The only area they did get creative with was in the whole Suspension of Disbelief department, as expected.  Smith's character, a complete newbie to martial arts, miraculously spars a seasoned Kung Fu champ and avoids ultimate defeat.  Never mind that they got the style of martial arts wrong, but I guess if they named it something other than what they did, people wouldn't get that it was a remake with a few superficial changes.

And poor Ledger, fighting with a knight who's obviously using an improper jousting lance.  Even the crowd could easily see that it wasn't regulation.  Such oversights must occur for flimsy and drab plots to crawl towards the required ending of white defeating black.  Ho hum.

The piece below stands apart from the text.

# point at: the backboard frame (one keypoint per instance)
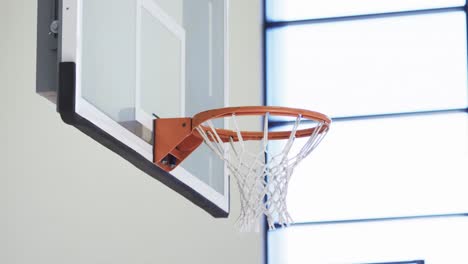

From yawn-inducing stories to bland ice cream that didn't have the texture of any of the goodies it boasted:  chunks of chocolate chip cookie dough, chocolate brownies, or real cream.  And the chocolate taste was muted at best.  Disappointed, I double checked the ingredients to make sure it even had any in it and found traces of 'cocoa butter' and 'cocoa powder.'   Yay.

Ratings:

A Knight's Tale / The Karate Kid / Irresistibles Cookie Dough:  6 / 10 -  It's best to simply list them altogether, since they deserve about the same score.  Knight gets a high number for the shots of Ledger and the jousting scenes and, last but not least, Paul Bettany's naked butt shots.  Karate gets a decent ranking because of the pretty scenery and Jackie Chan--I'm a big fan.  Cookie did better than expected because well, we already had low expectations.